¿Cómo operó la trata de personas en RD en 2025?

¿Cómo operó la trata de personas en RD en 2025?

La trata de personas en la República Dominicana afecta a poblaciones nacionales y extranjeras dentro del país y también a dominicanos explotados en el exterior, de acuerdo con informes del Gobierno y organizaciones de la sociedad civil recopilados en el Informe Anual sobre Trata de Personas 2025 y el Plan de Acción 2025-2026.

Un fenómeno con múltiples formas y víctimas

Los datos muestran que mujeres y niños dominicanos, especialmente de zonas empobrecidas, son explotados con fines sexuales tanto en territorio nacional como en el Caribe, América del Sur y Central, Europa, Oriente Medio y Estados Unidos. Al mismo tiempo, niños sin hogar y niños haitianos figuran entre los grupos con mayor riesgo de trabajo forzoso, incluida la delincuencia forzada.

Los informes también documentan la explotación de personas mayores y personas con discapacidad en la mendicidad forzada, así como la presencia de víctimas extranjeras (principalmente de Haití, Colombia, China y otros países de América Latina y Asia) sometidas a explotación en la República Dominicana.

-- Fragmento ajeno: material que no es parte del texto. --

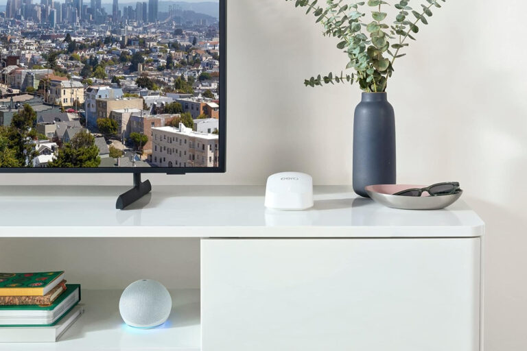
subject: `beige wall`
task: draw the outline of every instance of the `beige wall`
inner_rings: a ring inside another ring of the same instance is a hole
[[[399,182],[458,180],[487,223],[487,351],[527,350],[526,12],[519,0],[447,1],[396,62],[388,86]],[[302,84],[346,64],[337,40],[323,37],[294,1],[229,1],[228,16],[228,172],[149,176],[154,184],[263,184],[290,169],[312,174],[316,184],[350,183],[359,91]],[[0,181],[131,184],[131,176],[3,175]]]

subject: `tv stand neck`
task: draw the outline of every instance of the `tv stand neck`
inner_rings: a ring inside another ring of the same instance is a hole
[[[117,210],[124,209],[145,196],[152,190],[152,184],[150,180],[147,179],[144,182],[141,181],[140,173],[134,173],[133,176],[134,187],[124,194],[121,194],[117,197],[117,202],[115,204],[115,208]]]

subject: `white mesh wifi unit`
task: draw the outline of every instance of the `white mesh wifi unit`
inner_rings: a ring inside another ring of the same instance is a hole
[[[124,289],[119,311],[126,324],[135,328],[155,328],[165,323],[172,309],[170,293],[163,284],[150,279],[132,282]]]
[[[313,207],[313,178],[299,172],[282,172],[267,178],[266,207],[301,210]]]

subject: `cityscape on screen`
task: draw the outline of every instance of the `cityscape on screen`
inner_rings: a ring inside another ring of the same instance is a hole
[[[125,1],[0,6],[0,167],[219,167],[219,1]]]

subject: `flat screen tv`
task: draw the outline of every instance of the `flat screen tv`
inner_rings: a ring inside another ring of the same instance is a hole
[[[224,172],[226,3],[19,21],[40,55],[1,58],[0,172]]]

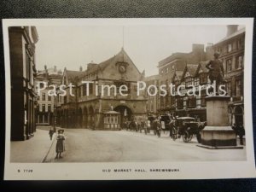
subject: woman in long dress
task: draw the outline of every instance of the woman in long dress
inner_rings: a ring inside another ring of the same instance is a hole
[[[58,130],[58,136],[56,137],[56,157],[55,159],[62,158],[61,153],[65,151],[64,140],[65,136],[63,134],[64,130]]]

“La República Dominicana tiene la mayor población apátrida del hemisferio occidental”, señala el informe, al vincular esta condición con mayores niveles de vulnerabilidad frente a la trata.

Apatridia y migración: factores de riesgo persistentes

Aunque en 2014 se aprobó la Ley 169-14 para facilitar el acceso a la ciudadanía a personas apátridas, la aplicación deficiente ha dejado a más de 100,000 dominicanos de ascendencia haitiana sin documentación efectiva. Esta situación, según el informe, “los deja vulnerables a la explotación, incluida la trata”.

Los documentos también advierten sobre niños haitianos introducidos irregularmente al país como parte de rutas migratorias hacia terceros países, algunos de los cuales quedan sin acompañamiento en territorio dominicano, aumentando su exposición a redes de trata.

Sectores económicos y nuevas modalidades

Las investigaciones señalan indicios de trabajo forzoso en sectores como la agricultura, la construcción, el azúcar y los servicios, así como en actividades domésticas, venta ambulante y mendicidad. En el caso de la explotación sexual infantil, se identifica una mayor presencia en calles, parques y playas.

Las ONG atribuyen el aumento de víctimas infantiles “a la falta de regulaciones y de aplicación de la ley en la industria turística”. Además, los traficantes utilizan métodos más sofisticados para ocultar sus operaciones, como el uso de catálogos, apartamentos privados y hoteles de larga estancia.

Las redes sociales y la dark web se han convertido en herramientas clave para el reclutamiento y la comercialización de víctimas. El Gobierno informó que los traficantes emplean “anuncios de empleo falsos, relaciones románticas en línea y salas de chat” para captar y explotar a las personas.

Respuestas institucionales y retos identificados

El Gobierno reconoció una “falta generalizada de comprensión de la trata entre la población”, aunque observadores reportaron un mayor reconocimiento del problema entre autoridades civiles. Como respuesta, el Plan de Acción contra la Trata de Personas 2025-2026 establece metas como la identificación proactiva de víctimas, la persecución penal de traficantes —incluidos funcionarios cómplices— y la ampliación de servicios especializados.

Entre las recomendaciones se incluye fortalecer la coordinación institucional, garantizar documentación a poblaciones elegibles y mejorar la atención a víctimas masculinas, femeninas y menores de edad, sin que sean penalizadas por delitos derivados directamente de su explotación.